The Institute of Education Sciences has released a new Evaluation of the Teacher Incentive Fund, or TIF, (after two years), which is generally solid research by Mathematica Policy Research, at least at a quick first read today. The main findings:
- Most of the experimental part of TIF was implemented by the schools.
- Some parts of the program were more difficult to implement (e.g., higher performance pay for a more limited group of educators), or more difficult to maintain.
- Part of the logic model was hard to confirm, especially the issue of educator understanding of their opportunities to earn higher pay.
- The bottom-line effects on student performance were weak: 0.04 standard deviations in math, 0.03 in reading. If you obsess about p values, only the association with reading was statistically significant.
I say that this is generally solid research… until you get to the part of the document where the main effect size for reading is translated into a statement that teacher and principal performance pay is associated with three additional “weeks of learning” in reading. Mathematica is using a common, well-intended attempt to translate the abstract concept of effect size into something a general audience can understand. This translation has become more common in the last few years.
It is also bad interpretation. That doesn’t mean that documents should not attempt the translation for a general audience, but there are problems with just using terms like “three weeks of learning” as naked representations. To cut to the chase:
- “Weeks (or days) of learning” avoids the most important part of recontextualizing effect sizes: comparing the effect size in an individual study with effect sizes from empirical research in the same domain — i.e., if you are translating your research findings for use in the real world, how does this intervention or policy compare with other interventions or policies that are realistic alternatives?
- “Weeks (or days) of learning” implies more accuracy than is realistic; it is hard to spot a difference between 3 and 4 weeks of learning (and for those tempted to publish “days of learning,” under no circumstance in the real world can research make an empirically-justified distinctions between 15 and 16 days of learning).

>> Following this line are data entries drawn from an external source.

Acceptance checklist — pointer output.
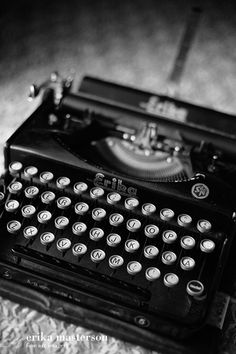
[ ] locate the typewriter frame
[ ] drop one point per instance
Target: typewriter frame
(127, 331)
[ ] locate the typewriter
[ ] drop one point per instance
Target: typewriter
(121, 205)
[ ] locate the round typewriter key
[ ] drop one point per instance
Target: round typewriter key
(171, 279)
(151, 231)
(131, 245)
(98, 214)
(96, 192)
(195, 288)
(152, 273)
(96, 234)
(184, 220)
(15, 187)
(12, 205)
(97, 255)
(207, 246)
(169, 236)
(28, 211)
(115, 261)
(62, 182)
(47, 197)
(31, 192)
(80, 187)
(150, 251)
(46, 177)
(78, 228)
(113, 198)
(116, 219)
(81, 208)
(13, 226)
(15, 167)
(46, 238)
(187, 242)
(166, 214)
(168, 257)
(30, 232)
(30, 171)
(63, 203)
(187, 263)
(131, 203)
(44, 216)
(63, 244)
(79, 249)
(133, 225)
(148, 209)
(134, 267)
(113, 240)
(204, 226)
(61, 222)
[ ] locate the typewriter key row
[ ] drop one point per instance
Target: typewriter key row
(130, 203)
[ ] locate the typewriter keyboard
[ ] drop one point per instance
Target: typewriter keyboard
(155, 245)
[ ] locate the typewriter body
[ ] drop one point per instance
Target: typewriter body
(121, 202)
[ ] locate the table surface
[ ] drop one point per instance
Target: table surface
(130, 42)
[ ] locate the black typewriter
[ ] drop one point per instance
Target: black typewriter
(120, 203)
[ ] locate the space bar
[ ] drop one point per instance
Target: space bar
(89, 280)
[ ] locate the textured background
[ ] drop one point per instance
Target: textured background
(131, 41)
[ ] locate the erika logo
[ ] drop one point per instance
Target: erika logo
(115, 184)
(165, 108)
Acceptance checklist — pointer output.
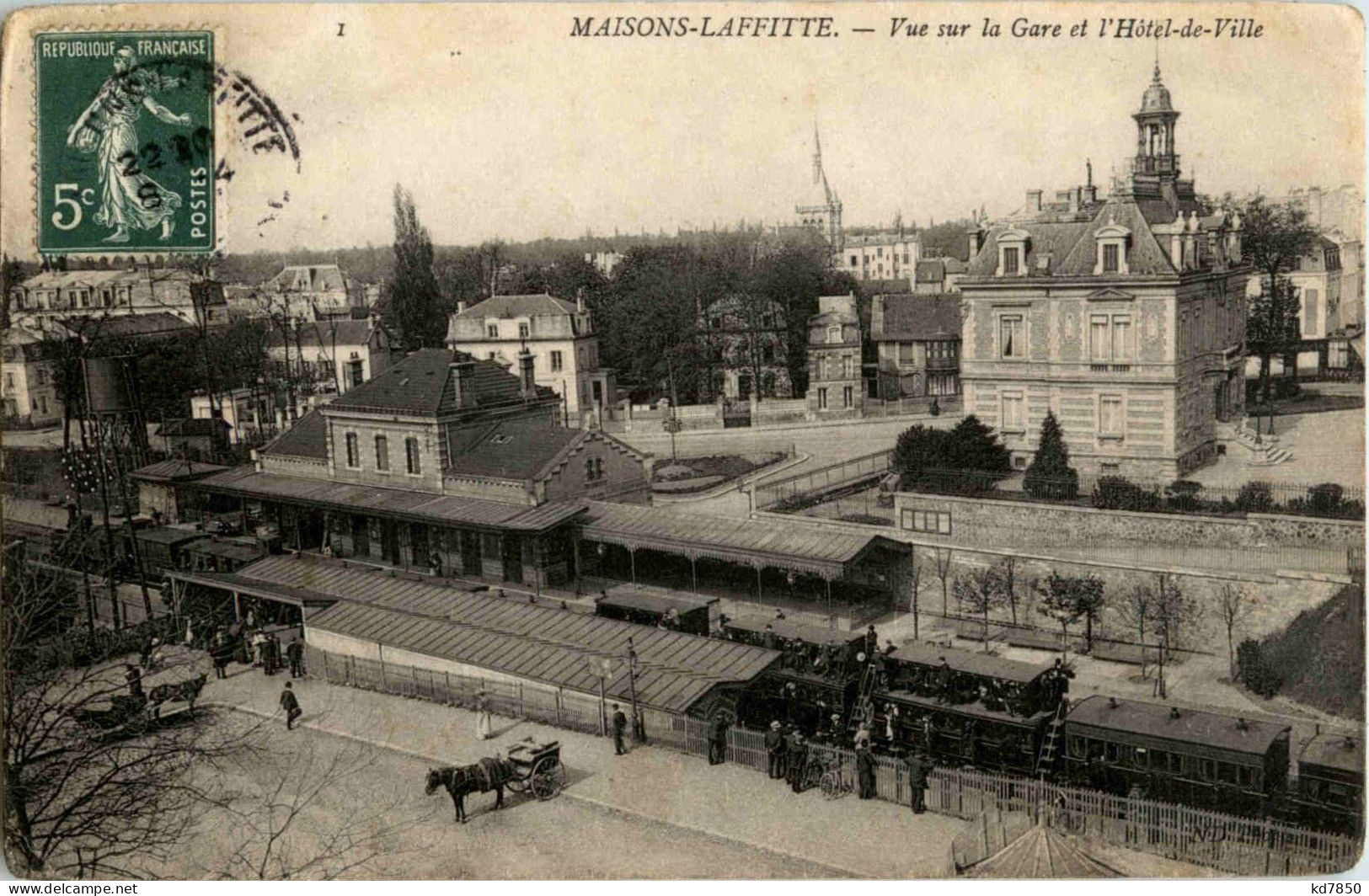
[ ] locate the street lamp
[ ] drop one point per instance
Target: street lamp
(639, 732)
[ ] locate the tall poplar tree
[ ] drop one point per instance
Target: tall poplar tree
(415, 312)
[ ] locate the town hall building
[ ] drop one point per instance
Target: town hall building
(1124, 317)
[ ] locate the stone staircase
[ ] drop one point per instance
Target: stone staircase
(1265, 451)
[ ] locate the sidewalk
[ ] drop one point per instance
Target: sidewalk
(863, 837)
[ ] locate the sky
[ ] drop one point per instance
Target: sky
(503, 125)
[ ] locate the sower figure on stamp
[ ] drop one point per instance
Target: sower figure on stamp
(129, 197)
(291, 705)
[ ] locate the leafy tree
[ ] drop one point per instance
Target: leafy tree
(1275, 236)
(981, 591)
(416, 311)
(1051, 473)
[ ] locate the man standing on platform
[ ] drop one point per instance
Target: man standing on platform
(775, 751)
(619, 729)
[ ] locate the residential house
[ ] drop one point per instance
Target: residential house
(558, 334)
(1126, 317)
(917, 344)
(834, 359)
(332, 355)
(310, 291)
(29, 390)
(745, 346)
(883, 256)
(444, 461)
(54, 296)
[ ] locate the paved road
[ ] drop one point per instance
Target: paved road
(821, 444)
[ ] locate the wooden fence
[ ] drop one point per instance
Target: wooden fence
(1228, 843)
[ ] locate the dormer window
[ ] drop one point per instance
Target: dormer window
(1012, 252)
(1112, 249)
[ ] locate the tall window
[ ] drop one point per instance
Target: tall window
(354, 456)
(1110, 254)
(1110, 416)
(411, 456)
(1110, 339)
(382, 453)
(1309, 312)
(1011, 337)
(1014, 413)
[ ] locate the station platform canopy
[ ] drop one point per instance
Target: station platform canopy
(781, 543)
(510, 635)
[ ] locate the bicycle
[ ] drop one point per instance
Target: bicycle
(837, 781)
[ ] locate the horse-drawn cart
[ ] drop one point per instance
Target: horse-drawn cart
(537, 768)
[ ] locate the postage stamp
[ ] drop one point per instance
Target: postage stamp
(125, 125)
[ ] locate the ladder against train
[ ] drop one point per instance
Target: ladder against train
(1051, 743)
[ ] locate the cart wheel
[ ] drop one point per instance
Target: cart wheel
(547, 779)
(832, 784)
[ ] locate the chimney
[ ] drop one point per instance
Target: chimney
(459, 374)
(976, 236)
(527, 382)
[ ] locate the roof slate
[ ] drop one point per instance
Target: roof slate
(916, 317)
(420, 385)
(519, 307)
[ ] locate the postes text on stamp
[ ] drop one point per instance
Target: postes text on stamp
(125, 141)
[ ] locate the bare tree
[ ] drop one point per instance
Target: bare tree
(1233, 608)
(302, 819)
(981, 589)
(942, 557)
(94, 788)
(1138, 609)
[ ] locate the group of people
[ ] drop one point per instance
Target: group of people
(789, 758)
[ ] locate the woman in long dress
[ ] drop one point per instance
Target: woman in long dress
(129, 197)
(484, 721)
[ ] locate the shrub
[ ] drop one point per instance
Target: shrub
(1051, 473)
(1183, 494)
(1119, 493)
(1254, 669)
(1255, 497)
(1324, 499)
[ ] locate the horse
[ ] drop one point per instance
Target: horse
(471, 779)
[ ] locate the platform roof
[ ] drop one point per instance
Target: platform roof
(786, 545)
(508, 635)
(971, 663)
(795, 631)
(1197, 727)
(420, 506)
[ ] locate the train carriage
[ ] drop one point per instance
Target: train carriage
(1179, 755)
(1331, 784)
(968, 709)
(817, 677)
(646, 605)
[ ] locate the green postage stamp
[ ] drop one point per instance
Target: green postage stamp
(126, 141)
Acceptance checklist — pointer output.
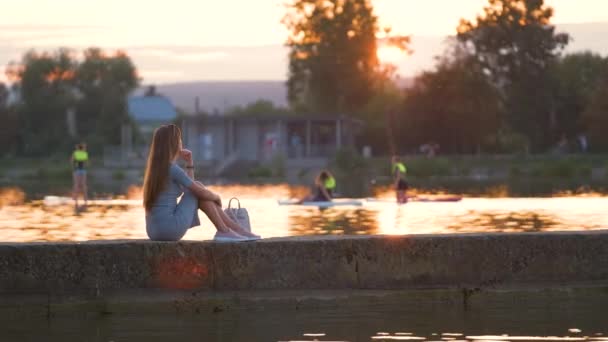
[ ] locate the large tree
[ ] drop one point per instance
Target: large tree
(332, 58)
(10, 124)
(44, 82)
(104, 82)
(51, 84)
(455, 106)
(595, 118)
(578, 77)
(515, 44)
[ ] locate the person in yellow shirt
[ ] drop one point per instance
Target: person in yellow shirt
(399, 170)
(79, 160)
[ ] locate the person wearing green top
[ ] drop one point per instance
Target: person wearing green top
(324, 185)
(79, 160)
(399, 170)
(330, 183)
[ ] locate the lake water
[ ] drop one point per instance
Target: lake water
(516, 320)
(33, 221)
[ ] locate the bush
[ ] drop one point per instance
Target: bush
(119, 175)
(260, 172)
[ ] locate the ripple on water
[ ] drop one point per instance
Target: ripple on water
(108, 220)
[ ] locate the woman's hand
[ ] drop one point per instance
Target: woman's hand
(186, 155)
(218, 200)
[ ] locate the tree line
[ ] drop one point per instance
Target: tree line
(60, 99)
(502, 85)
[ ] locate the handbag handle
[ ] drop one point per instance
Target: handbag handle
(230, 202)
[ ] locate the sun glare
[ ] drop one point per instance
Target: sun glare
(390, 54)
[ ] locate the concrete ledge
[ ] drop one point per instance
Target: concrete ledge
(466, 261)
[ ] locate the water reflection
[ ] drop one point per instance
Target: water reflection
(333, 221)
(124, 219)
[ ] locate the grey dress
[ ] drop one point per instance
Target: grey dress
(169, 220)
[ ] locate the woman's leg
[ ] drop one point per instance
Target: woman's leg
(75, 189)
(213, 212)
(233, 225)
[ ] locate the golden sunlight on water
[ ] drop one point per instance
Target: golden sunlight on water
(124, 219)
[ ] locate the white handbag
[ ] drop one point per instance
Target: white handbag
(239, 215)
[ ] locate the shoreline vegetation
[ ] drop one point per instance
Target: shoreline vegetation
(473, 176)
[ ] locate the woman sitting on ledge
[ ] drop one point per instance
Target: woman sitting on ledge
(164, 182)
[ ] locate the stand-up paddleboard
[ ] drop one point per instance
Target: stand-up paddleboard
(420, 199)
(51, 201)
(324, 204)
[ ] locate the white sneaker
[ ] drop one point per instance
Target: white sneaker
(227, 237)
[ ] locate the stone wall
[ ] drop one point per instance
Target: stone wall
(469, 261)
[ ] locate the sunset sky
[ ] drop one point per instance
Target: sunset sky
(192, 33)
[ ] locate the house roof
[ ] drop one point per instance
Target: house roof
(290, 118)
(151, 108)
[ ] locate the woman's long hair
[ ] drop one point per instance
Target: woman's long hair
(166, 144)
(322, 177)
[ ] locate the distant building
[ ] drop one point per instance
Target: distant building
(149, 112)
(224, 140)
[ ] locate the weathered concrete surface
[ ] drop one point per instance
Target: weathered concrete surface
(377, 262)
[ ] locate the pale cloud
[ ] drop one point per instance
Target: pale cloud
(181, 56)
(160, 75)
(202, 57)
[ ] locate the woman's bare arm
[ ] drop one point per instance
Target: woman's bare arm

This study does not report standard errors for the estimates, but Mathematica does report the effect sizes under different models (or sensitivity to model assumptions), and the variations easily surpass 0.01 standard deviations, or the equivalent of one week of learning. If you want to talk about weeks of learning for this study, we need to understand that depending on the model used the inferred effect on reading for the first cohort in the second year is likely to range somewhere between 0 and 4 weeks of learning. That interval may looks odd, but it’s a better representation of the research than the statement in the report.
Reporters reading such findings can ask the authors two questions before writing stories, as a consequence:
- What are the effect sizes of potential alternatives, either in standard-deviation units or weeks/days of learning?
- What is the error of the estimate — or the confidence intervals, in weeks or days of learning?